How do you check for understanding in your classroom? When we use formative assessment strategies, we’re on a fact-finding mission. As educators, we work to figure out who understands the teaching point of a lesson, who has mastered a new concept, who needs extra help. Formative assessment happens naturally as we walk around the room and listen in on student conversations or examine their classwork after the bell rings. But how can you use technological tools to check for understanding in meaningful, sustainable, and scalable ways?
As a one-to-one classroom teacher, I was able to leverage the power of a device in the hands of every student. I’ve put together tips for making the most of the technology you and your students have access to. Whether you have a class set of Chromebooks shared by your grade level team or a handful of iPads given to your class at the beginning of the year, the possibilities are endless. Even if you have just a few digital devices in your school, there is so much you can do to take your formative assessment practice to the next level. Here are three strategies and a few favorite tools to help you leverage the power of technology to check for understanding in your classroom.
Embed Questions Into Your Instruction
One of my favorite classrooms tools is Nearpod, an interactive presentation builder that lets you embed questions into your lesson. I loved using it in the classroom, and now I use it to facilitate professional development sessions. With Nearpod, you can place a poll at the beginning of a lesson or put a short-response question in the middle of your presentation. Embedding questions in this way can help you check for understanding over the course of a lesson.
This tool is easy to use and has lots of resources for teachers getting started. You can take presentations you’ve used in the past, upload them to Nearpod, and embed questions between different slides to check for understanding. Instead of old PowerPoint presentations, you can use the ready-to-use lessons, which already have questions embedded into the activity.
Introduce Screencasts to Students
Screencasts are recordings of what is happening on the screen of a device; they can also capture audio. When students make a movie of their thinking, they give you a window into their thought process. Think about the Show Your Work section of a quiz. Even when students use that space, it’s difficult to see their thought process. A screencast captures the process from start to finish, letting you see what a student writes on their page and what they were thinking as they narrate their steps, recording their voice with the screencast.
Explain Everything is a tool that’s perfect for creating screencasts on iPads or Chromebooks. You might have students work in pairs or individually to record their thinking or make a product that can also be shared as a tutorial for other students. Setting norms for your classroom, such as keeping screencasts under 2 minutes, can make reviewing student videos more manageable.
Virtual Exit Slips
Checking for understanding at the end of a lesson is a common practice. An exit slip lets students respond to a prompt, answer a quick question, or pose a question of their own. I love how easy Spark Post is to use on any device (iOS, Chromebook, web browser), and this tool lets students create graphics for an exit slip. It’s really easy to use and has Google logins for students, so they won’t need to create a new account.
Since they are the perfect size for Instagram, Facebook, and Twitter, you may decide to send student creations to the person who manages the social pages for your school so they can share these exit slips with the world.
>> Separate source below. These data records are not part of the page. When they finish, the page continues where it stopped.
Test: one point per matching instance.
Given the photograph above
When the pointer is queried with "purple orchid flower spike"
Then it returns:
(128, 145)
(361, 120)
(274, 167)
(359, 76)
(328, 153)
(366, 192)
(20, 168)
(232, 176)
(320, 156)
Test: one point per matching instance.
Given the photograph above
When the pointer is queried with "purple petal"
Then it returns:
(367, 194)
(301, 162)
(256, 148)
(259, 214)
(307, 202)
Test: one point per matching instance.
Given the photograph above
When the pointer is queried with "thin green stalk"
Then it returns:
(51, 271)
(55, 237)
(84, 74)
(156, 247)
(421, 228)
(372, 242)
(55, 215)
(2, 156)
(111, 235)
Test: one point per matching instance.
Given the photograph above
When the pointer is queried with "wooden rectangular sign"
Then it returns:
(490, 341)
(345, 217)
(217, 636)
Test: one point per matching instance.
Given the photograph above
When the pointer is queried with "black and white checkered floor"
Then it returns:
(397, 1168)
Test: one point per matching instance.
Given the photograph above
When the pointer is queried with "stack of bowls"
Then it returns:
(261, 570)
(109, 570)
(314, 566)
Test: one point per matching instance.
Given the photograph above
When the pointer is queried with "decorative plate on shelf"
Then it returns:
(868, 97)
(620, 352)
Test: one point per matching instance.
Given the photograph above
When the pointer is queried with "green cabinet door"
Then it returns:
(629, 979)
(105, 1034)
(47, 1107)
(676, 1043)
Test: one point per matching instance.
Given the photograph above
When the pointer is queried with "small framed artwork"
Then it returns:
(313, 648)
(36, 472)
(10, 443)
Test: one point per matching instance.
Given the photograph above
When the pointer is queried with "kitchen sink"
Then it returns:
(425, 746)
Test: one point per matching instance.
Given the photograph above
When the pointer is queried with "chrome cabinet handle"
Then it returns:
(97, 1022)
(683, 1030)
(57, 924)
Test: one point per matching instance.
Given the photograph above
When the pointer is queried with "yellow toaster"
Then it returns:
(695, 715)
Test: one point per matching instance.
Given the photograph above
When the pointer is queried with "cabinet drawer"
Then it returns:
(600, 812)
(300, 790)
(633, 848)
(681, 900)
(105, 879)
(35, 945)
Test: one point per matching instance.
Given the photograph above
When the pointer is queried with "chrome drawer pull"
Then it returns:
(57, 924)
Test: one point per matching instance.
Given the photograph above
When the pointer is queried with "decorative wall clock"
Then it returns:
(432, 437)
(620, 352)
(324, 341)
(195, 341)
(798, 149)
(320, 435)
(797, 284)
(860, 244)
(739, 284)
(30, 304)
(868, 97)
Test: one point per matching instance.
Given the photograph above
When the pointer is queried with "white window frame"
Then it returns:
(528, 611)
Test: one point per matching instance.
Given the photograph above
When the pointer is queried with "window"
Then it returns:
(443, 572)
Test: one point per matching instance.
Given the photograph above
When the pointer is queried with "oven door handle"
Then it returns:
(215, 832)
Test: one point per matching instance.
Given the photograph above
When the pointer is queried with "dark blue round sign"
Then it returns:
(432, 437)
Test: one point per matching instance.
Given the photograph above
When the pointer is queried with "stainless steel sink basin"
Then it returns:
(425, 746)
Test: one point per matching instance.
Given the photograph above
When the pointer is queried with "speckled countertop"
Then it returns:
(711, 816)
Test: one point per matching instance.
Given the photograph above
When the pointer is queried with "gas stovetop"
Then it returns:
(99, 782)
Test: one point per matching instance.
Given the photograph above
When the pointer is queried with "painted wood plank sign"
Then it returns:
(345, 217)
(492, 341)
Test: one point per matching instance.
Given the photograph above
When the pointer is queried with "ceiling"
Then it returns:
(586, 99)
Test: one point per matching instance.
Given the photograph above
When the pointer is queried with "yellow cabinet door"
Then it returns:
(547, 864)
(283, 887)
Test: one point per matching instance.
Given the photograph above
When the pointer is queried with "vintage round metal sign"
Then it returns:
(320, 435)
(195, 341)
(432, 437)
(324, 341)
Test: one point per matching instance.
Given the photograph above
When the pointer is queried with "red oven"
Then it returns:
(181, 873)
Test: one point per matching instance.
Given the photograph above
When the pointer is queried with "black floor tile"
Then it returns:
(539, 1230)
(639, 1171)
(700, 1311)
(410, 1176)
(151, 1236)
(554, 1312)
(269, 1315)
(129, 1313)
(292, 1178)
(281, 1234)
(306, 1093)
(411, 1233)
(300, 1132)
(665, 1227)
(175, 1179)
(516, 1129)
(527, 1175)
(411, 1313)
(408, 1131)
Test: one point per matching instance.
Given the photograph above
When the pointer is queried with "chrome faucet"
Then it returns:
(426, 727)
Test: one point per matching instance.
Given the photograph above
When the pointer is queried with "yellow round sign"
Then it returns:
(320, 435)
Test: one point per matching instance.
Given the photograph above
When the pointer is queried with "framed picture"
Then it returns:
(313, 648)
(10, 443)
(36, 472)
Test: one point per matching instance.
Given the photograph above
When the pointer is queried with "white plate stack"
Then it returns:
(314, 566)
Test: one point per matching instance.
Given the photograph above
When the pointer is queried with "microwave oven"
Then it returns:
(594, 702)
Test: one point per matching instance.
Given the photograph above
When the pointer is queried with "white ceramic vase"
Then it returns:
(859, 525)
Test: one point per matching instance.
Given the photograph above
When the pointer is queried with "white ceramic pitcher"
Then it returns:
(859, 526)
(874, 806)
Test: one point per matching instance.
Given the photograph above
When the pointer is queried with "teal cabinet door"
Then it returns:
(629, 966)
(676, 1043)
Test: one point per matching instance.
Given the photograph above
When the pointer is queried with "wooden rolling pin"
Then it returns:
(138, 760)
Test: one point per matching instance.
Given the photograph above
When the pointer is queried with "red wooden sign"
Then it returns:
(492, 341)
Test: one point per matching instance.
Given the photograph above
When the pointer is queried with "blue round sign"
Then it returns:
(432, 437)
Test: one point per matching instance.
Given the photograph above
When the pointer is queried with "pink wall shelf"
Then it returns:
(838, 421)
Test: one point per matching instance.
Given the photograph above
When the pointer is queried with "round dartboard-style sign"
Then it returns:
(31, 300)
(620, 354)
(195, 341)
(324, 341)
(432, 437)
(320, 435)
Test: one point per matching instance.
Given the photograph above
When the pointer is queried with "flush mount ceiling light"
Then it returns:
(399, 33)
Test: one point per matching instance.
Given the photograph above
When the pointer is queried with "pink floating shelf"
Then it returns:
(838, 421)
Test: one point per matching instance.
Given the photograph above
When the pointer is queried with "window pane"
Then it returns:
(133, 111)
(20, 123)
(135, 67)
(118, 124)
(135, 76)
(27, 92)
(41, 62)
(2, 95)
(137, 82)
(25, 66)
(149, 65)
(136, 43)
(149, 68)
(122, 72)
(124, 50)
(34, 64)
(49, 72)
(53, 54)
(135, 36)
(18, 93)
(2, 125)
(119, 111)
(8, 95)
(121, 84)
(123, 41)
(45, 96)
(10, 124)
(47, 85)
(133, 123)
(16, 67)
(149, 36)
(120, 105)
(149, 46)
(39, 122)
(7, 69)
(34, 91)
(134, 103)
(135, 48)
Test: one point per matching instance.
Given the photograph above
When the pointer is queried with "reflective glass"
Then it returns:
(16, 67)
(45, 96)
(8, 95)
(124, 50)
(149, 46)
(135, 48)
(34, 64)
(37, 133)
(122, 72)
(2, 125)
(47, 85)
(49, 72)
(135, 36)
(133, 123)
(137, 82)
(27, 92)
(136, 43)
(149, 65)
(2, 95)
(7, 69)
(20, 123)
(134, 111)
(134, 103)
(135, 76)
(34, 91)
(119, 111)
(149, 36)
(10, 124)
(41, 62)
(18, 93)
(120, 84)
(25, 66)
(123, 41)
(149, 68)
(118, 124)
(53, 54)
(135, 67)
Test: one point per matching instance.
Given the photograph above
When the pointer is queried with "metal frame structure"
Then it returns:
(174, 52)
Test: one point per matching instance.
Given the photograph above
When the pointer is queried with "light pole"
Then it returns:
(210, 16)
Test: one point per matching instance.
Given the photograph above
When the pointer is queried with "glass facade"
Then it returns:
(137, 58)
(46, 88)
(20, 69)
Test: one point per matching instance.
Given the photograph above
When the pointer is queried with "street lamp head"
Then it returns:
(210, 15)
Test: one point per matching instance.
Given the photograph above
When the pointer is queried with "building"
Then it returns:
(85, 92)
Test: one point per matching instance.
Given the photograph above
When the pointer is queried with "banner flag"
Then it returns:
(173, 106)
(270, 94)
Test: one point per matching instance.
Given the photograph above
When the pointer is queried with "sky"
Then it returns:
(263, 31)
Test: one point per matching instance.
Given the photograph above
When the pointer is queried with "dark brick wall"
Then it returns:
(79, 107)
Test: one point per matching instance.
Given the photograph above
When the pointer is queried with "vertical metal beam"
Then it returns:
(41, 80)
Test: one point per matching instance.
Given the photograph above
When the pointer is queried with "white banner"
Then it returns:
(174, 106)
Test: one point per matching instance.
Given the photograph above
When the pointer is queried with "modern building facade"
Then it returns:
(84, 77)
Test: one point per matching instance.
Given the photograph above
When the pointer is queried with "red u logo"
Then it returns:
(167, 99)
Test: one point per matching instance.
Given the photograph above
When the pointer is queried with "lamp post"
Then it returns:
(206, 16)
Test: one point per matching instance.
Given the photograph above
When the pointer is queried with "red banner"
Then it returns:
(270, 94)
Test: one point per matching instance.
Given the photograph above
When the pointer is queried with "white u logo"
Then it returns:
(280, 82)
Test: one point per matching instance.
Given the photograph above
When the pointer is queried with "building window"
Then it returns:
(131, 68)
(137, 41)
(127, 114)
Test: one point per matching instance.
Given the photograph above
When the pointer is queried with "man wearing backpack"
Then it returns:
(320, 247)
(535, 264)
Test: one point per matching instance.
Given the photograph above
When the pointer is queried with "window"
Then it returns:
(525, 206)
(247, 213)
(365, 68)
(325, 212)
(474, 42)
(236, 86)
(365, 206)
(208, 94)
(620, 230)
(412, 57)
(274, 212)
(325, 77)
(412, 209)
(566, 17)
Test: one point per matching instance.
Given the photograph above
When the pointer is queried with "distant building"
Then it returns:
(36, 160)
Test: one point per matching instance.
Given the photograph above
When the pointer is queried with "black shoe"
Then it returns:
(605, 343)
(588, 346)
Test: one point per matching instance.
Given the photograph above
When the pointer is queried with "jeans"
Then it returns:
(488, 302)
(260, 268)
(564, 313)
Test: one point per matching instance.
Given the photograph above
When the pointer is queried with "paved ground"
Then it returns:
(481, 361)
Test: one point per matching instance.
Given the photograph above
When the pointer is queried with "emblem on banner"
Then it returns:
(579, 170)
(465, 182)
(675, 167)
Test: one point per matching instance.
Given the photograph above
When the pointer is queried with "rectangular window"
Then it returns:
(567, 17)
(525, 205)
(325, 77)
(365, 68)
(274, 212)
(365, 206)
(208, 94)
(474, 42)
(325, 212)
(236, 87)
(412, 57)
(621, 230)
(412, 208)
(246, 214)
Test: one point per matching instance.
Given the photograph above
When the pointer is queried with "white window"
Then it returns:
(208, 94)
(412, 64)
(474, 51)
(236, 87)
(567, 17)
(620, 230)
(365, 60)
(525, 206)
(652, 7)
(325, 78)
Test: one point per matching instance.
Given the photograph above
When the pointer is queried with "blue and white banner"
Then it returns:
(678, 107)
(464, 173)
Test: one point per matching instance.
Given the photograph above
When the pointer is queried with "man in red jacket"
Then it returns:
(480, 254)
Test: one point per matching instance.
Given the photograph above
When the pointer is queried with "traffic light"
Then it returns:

This is a great way to both check for understanding and set a purpose for students. You will have a product that provides information you can use to plan the next day’s instruction, and students will have made a shareable graphic.
In my new book, #FormativeTech: Meaningful, Sustainable, and Scalable Formative Assessment With Technology, I share more strategies for using technology to check for understanding. Whether you have just a couple devices or a class set, there is so much you can do with modern tools as you check for understanding in your classroom.